Melody, harmony, coding with AI
As I’ve been writing for a while now (don’t worry! I’ll get it right eventually!) I think we are at the cusp of a new programming paradigm, akin to the shift from desktop into cloud. I keep finding ways to think about this, and I’m starting to slowly see some patterns and first principles emerge. I think this will take some time, just as it took time in the desktop to internet transition.
That transition was about going from a world of “one user, one thread, one application, one machine”, with scarce compute resources, no real consideration of latency or network (other than maybe slow graphics drivers or drives) and total programmer control of the user experience, to a world of apps fractured across many machines - frontend on a browser, backend on many machines in the cloud. Everything was suddenly stateless, users could come at your program in parallel from multiple directions, even interrupting themselves, resubmitting forms, impersonating each other, and so on. Databases suddenly had to deal with things like the CAP theorem, and ACID wasn’t as important (in some cases) as the ability to achieve massive scale and high speed and throughput. Instead of shipping physical media once a year, you could push code daily if you wanted to. Debugging, development, all of it got much harder and very different.
In the current world of LLMs, we are going from the deterministic world of code - I design, write and debug something, and then that code does exactly that (bugs included) forever, predictably - do the world of stochasticity and probability. In shorthand we can think of this as going from the world of “syntax” to the world of “semantics” - you can use other labels, but this is the fundamental transformation and tension.
Like the internet, the new world presents lots of possibilities but also lots of new challenges, and we will have to rise to it at all levels of the stack. It’s clear that we have to learn to mix the syntactic and semantic worlds somehow. Sometimes this is obvious and sometimes it’s not - for toy problems, it can be fairly easy, but for more serious problems, the challenges remind me somewhat of the early days of object-oriented programming. Back then, it was clear that this was at least a better way to organize code than “pile of functions” (even then, though, we had to learn things like “goto considered evil”). But it wasn’t enough to just slap some classes onto our program - there is never a magic bullet like that. I remember lots of badly done OO programs - places where the programmer hadn’t thought through the abstractions very well, so everything was public in a class, or some weird polymorphism or class structure that never quite covered all the cases, and so on. Taste and experience mattered, and we slowly understood the best patterns.
I think this is happening in hybrid programs that combine the two sides of the LLM world. It’s easy to get lost and try to do an LLM task in code, or to count on the LLM for some reliability it can’t have. I’ve been saying “think with the model, but do planning in code”, and this seems like an ok pattern to start with. Let me give an example (I know this is getting to be a long post - sorry!)

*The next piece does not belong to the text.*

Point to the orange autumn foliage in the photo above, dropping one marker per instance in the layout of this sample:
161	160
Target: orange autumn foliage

A while ago I built an experiment called the “textbook factory”. I think I’ve written about it here. It takes a sentence, finds the subject and grade level, and then runs a small python program that repeatedly invokes 5 prompts to build a 50k+ word textbook. If you ask even a large context model for something that large and specific, it’s very unlikely you’ll get a good result (probably you can “prompt engineer” your way to a 90% success rate) but the small amount of code makes this much more robust - even though the code isn’t doing much more than looping and bookkeeping.
We call this kind of code a “metacognitive recipe”. We have others - one to guide timed conversations with specific agenda points, one to help with research, etc. I think this is a promising direction to pursue, at least for a while. The trick is finding the spot where this balances, and it’s a bit different for each problem, like OO design is. What you trust the LLM with needs to be reliable, so you have to “pick your battles” carefully. Code is great for making “executive decisions” if you can articulate them clearly enough, and the rigidity doesn’t get you trapped in a corner. Some of these recipes are quite hard but once they are robust, are really useful if you can compose them. For example, the textbook factor and the guided conversation are two parts of what could be a more general training system.
One last metaphor. In music, a song is fundamentally defined by its harmonic structure - the specific progression of chords that make it up. The melody is a little more negotiable - there are key melodic points that fit into that structure, but generally speaking as long as those are referenced, and the melody stays within the chord, you can do anything. To me, this has a little of the feel of one of these dual programs, where the code is the harmonic structure - non-negotiable - and the LLM is improvising the melody around it. Maybe not useful, but a nice way to understand this tension.
Just as with the transition from desktop to internet, I expect the industry-wide transformation to this new model to take years, with lots of opinions, false starts, holy wars, insights, and, as always, the ground moving out from under us constantly. As a programmer, the best thing you can do now is build, listen, learn, observe. Don’t get stuck to the old way of doing things, or to a new way that works for a while but turns out to not be optimal. It’s a great pleasure to be able to do this again - I was never as excited or interested in my code as when we were working through how to build Google Docs at scale, learning from all of the incredible work that had already been done at that company.
I think most of the value is yet to be captured from AI, and much of it won’t come from “pure” application of base models, but rather clever engineering that blends what we already know how to do well, with what the new techniques can do, applied carefully to specific problems.